From a report (click here) in Norte Digital, by Herika Martinez Prado, one of the better security reporters in Juarez:
Late at night in Col. Valle de Santiago, a family returning home from an outing surprised a burgler inside their home. The burgler, Antonio Giner, 26, was taken outside by the owner, who began beating him. Neighbors wanted to kill him, and some suggested burning him (this has happened before, scroll down to last paragraph in my October 5 post), but instead he was turned over to the police. Martinez did an excellent job of interviewing people at the scene:
Note: in Mexico the term "linchar" (deriving from the English "lynching") refers to cases where neighbors kill a delinquent caught in the act: it does not suggest the use of a rope, as it does in American English. Newspapers in Mexico, for example, used the term to describe what happened to the two kidnappers in Ascencion two weeks ago, and to the death of the man at the barbecue stand yesterday. I will re-adopt the term in English, dropping the "y," hoping readers will understand the term's current usage in Spanish.

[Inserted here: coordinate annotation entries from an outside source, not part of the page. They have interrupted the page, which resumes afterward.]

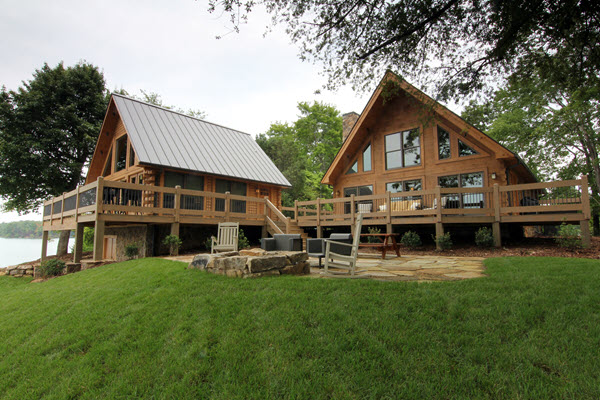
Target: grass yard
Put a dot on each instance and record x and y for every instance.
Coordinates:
(152, 329)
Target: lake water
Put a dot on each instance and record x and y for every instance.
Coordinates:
(16, 251)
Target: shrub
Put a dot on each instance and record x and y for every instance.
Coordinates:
(443, 242)
(132, 250)
(243, 242)
(373, 231)
(484, 237)
(173, 242)
(411, 240)
(52, 267)
(568, 236)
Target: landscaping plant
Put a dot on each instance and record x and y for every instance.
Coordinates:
(243, 242)
(484, 237)
(173, 242)
(411, 240)
(53, 267)
(568, 236)
(132, 251)
(443, 242)
(373, 231)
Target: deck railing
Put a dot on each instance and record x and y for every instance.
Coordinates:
(514, 203)
(121, 198)
(544, 201)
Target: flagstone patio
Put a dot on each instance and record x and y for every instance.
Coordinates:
(404, 268)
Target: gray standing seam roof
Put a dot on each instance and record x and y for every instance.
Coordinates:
(170, 139)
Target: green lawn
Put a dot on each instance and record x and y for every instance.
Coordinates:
(150, 328)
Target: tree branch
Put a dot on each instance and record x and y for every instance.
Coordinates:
(434, 16)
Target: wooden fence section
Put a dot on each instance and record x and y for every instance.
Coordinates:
(543, 202)
(114, 201)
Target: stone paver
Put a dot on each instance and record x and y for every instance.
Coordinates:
(415, 268)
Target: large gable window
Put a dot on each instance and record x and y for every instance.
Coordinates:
(464, 149)
(367, 159)
(121, 153)
(443, 144)
(403, 149)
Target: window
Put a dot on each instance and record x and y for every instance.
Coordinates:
(353, 169)
(107, 168)
(443, 144)
(464, 149)
(233, 187)
(467, 200)
(402, 149)
(121, 153)
(365, 205)
(367, 159)
(404, 186)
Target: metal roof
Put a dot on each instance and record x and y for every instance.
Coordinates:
(171, 139)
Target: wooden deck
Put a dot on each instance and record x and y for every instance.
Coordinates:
(112, 203)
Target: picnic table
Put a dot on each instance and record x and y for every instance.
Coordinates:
(387, 241)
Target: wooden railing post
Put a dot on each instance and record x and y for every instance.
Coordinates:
(439, 227)
(496, 224)
(177, 203)
(227, 206)
(584, 224)
(77, 205)
(296, 210)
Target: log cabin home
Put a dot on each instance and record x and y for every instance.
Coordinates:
(408, 161)
(155, 171)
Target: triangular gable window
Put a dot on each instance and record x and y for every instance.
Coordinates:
(465, 150)
(107, 166)
(353, 169)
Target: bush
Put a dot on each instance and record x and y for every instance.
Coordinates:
(484, 237)
(52, 267)
(173, 242)
(373, 239)
(243, 242)
(568, 236)
(132, 250)
(443, 242)
(411, 240)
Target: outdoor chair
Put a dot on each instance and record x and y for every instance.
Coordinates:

"...neighobors wanted to linch him, just like Ascencion, but it scares you because of your family that there might be reprisals and the police are not helping us for anything," said a neighbor.
Other neighbors complained that burglary has escalated in the last few weeks, especially of car batteries and residential break-ins.

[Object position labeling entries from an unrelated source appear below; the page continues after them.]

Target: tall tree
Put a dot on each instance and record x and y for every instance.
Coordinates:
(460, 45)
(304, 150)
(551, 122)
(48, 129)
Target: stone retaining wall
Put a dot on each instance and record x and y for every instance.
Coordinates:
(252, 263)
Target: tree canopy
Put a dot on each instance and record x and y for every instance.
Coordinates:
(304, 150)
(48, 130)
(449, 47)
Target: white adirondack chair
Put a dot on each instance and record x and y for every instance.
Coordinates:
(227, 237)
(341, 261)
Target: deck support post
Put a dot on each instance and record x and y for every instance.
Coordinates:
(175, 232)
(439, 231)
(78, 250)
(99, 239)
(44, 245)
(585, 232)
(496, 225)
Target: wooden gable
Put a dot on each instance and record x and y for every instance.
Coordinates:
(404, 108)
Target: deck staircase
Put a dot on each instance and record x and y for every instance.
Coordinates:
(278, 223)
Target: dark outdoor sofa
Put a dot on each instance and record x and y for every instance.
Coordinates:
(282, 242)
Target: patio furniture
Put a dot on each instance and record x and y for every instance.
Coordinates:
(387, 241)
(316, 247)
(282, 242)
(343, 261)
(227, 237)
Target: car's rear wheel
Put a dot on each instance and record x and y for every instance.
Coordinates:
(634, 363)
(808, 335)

A pointed comment by Martinez in her report: "the linching was prevented not by the presence of police but by the presence of reporters..."
"Sometimes the police don't even come. Last Tuesday they came but only because they were called in by newspaper reporters, but if you talk to them they practically ignore you. You call 066 and the lady who answers is rude to you sometimes even treating you worse than the criminal."
"Sometimes you even want to buy a gun, but for someone who is not in organized crime it is very difficult, but without one, imagine if a thief is here with me and my family, and what can I do, nothing, just say "come in?" and the police don't help."
"All of us in the neighborhood want to close off the major entry ways into the neighborhood and we are collecting signatures, we want to put in a steel gate or block it up or put up a gate with a watchman..."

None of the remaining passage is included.